Typical Debt Constants by Interest Rate and Term

The table below shows approximate annual debt constants for common interest rates and amortization periods. Values are decimals, so 0.0872 means the annual debt service is about 8.72% of the original loan amount.

Annual Interest Rate 10 Payments 15 Payments 20 Payments 30 Payments
5% 0.1295 0.0963 0.0802 0.0651
6% 0.1359 0.1030 0.0872 0.0726
7% 0.1424 0.1098 0.0944 0.0806
8% 0.1490 0.1168 0.1019 0.0888

Debt Constant Interpretation

Debt Constant Annual Debt Service per $100,000 Borrowed
0.0600 $6,000 per year
0.0750 $7,500 per year
0.0900 $9,000 per year
0.1200 $12,000 per year

Example Debt Constant Calculations

Example 1: 6% interest with 20 annual payments

Suppose the annual interest rate is 6% and the loan is repaid over 20 annual payments.

r = 6 / 100 = 0.06
DC = (0.06(1 + 0.06)²⁰) / ((1 + 0.06)²⁰ - 1)

The debt constant is approximately 0.087185. That means annual debt service is about 8.7185% of the original loan amount.

Example 2: 7% interest with 15 annual payments

Suppose the annual interest rate is 7% and the loan is repaid over 15 annual payments.

r = 7 / 100 = 0.07
DC = (0.07(1 + 0.07)¹⁵) / ((1 + 0.07)¹⁵ - 1)

The debt constant is approximately 0.109795. On a $100,000 loan, that equals about $10,979.50 in annual debt service.

FAQ

What does a debt constant tell you?

A debt constant tells you the annual payment required to amortize a loan, stated as a percentage of the original loan balance.
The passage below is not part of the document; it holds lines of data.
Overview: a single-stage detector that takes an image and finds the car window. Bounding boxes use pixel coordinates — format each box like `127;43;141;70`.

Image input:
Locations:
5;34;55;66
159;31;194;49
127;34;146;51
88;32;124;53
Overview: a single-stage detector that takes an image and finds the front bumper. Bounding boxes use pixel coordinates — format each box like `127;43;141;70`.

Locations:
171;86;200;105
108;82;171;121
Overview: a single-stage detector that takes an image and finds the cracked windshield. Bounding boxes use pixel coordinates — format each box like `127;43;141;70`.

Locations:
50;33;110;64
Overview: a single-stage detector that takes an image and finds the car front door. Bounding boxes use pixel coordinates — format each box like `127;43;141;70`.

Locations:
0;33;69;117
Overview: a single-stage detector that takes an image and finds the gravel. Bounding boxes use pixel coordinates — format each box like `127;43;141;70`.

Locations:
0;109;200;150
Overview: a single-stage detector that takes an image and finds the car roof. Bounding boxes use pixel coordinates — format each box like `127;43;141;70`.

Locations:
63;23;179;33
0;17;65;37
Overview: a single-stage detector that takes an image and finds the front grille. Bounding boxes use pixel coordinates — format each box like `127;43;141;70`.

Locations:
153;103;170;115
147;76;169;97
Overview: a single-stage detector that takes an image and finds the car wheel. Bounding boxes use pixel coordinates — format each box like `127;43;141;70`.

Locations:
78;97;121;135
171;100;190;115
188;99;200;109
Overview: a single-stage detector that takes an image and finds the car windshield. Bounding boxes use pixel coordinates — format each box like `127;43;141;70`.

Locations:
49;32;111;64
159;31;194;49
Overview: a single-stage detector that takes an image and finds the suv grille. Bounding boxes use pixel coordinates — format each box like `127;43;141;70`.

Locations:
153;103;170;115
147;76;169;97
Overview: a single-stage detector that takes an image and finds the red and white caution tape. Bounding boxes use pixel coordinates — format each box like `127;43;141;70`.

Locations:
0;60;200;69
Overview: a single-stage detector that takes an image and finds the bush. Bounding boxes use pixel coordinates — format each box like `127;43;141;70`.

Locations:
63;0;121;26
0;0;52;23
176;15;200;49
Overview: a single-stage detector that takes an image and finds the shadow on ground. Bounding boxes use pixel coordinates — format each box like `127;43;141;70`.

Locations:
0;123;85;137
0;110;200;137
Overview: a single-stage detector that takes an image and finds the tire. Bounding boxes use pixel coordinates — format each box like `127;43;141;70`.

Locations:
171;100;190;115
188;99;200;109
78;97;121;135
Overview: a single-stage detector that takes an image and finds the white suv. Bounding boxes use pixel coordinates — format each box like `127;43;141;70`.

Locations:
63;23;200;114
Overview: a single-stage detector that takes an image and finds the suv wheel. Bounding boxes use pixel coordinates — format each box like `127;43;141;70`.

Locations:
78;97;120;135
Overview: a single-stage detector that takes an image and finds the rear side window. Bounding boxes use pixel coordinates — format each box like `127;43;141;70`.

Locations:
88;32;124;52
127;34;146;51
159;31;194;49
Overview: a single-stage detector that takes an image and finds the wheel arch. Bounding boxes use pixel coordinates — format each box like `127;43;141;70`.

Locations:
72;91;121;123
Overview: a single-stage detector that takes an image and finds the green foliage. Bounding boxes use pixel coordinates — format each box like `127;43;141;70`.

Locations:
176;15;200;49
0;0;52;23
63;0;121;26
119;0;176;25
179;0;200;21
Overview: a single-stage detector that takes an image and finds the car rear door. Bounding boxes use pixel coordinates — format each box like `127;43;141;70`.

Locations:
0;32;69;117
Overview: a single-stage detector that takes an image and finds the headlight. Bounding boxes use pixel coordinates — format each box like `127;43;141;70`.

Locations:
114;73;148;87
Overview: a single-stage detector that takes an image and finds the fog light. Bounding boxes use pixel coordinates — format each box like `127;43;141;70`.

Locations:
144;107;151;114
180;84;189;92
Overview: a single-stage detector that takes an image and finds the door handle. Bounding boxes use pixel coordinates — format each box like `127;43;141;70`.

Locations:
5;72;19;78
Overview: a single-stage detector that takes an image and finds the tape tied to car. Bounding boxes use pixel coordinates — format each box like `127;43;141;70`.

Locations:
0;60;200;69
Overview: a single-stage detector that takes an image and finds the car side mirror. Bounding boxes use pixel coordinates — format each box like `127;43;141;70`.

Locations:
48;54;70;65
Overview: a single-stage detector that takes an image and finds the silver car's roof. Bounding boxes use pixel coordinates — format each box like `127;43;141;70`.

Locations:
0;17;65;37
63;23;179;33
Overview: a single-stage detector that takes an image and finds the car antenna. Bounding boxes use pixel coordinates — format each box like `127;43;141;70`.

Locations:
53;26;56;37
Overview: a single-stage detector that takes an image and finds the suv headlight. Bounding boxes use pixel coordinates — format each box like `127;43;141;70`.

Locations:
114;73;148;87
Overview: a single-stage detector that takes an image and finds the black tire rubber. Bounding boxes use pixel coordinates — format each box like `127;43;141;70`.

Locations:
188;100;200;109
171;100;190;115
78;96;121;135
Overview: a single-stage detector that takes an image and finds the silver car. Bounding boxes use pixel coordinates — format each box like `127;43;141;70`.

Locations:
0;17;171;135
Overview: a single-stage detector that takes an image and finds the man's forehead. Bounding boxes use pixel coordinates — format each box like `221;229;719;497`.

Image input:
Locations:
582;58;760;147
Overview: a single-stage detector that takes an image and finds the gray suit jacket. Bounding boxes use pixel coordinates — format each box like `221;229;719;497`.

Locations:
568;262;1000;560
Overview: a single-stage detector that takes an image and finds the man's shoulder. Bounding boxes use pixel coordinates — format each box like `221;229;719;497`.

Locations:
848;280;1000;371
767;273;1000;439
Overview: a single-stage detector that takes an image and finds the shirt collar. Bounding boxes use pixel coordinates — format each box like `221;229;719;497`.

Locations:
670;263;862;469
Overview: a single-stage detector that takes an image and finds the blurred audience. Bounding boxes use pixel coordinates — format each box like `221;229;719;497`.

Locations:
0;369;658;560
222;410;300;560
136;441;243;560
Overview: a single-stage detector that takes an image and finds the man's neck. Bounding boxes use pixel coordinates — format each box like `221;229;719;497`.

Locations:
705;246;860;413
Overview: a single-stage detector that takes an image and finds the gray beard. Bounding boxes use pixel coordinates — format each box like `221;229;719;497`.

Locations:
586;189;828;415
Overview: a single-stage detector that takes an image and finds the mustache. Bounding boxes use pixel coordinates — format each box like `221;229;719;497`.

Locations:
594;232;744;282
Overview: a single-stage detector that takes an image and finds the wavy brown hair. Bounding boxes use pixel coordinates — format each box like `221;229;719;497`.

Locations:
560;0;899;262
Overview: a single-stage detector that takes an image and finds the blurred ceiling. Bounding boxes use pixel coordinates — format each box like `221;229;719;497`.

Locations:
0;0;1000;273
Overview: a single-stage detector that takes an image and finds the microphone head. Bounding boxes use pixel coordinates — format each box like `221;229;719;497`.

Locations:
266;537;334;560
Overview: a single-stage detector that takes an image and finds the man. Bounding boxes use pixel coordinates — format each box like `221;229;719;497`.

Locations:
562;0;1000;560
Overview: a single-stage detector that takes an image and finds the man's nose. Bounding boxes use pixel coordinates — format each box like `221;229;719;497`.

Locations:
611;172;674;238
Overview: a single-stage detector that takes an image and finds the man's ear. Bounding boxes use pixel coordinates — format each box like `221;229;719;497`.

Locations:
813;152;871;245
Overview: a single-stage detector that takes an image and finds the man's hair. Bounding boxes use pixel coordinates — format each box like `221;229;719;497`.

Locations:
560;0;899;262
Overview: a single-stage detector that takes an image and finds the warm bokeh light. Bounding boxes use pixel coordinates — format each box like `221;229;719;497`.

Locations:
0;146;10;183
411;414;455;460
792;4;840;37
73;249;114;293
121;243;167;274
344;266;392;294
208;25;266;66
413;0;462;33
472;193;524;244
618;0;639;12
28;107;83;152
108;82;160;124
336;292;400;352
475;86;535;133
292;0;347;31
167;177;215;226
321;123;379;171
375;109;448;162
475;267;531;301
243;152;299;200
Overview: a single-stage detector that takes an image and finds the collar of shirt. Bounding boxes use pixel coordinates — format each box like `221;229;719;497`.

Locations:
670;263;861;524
For example, a debt constant of 0.085 means the annual debt service is 8.5% of the loan amount.

Is the debt constant the same as the interest rate?

No. The interest rate only measures the cost of borrowing. The debt constant includes both interest and principal repayment. Because of that, the debt constant is usually higher than the interest rate for an amortizing loan.

How do you use the debt constant to find annual debt service?

Multiply the original loan amount by the debt constant.

Annual Debt Service = Loan Amount × DC

For example, if the loan amount is $500,000 and the debt constant is 0.087185, the annual debt service is $43,592.50.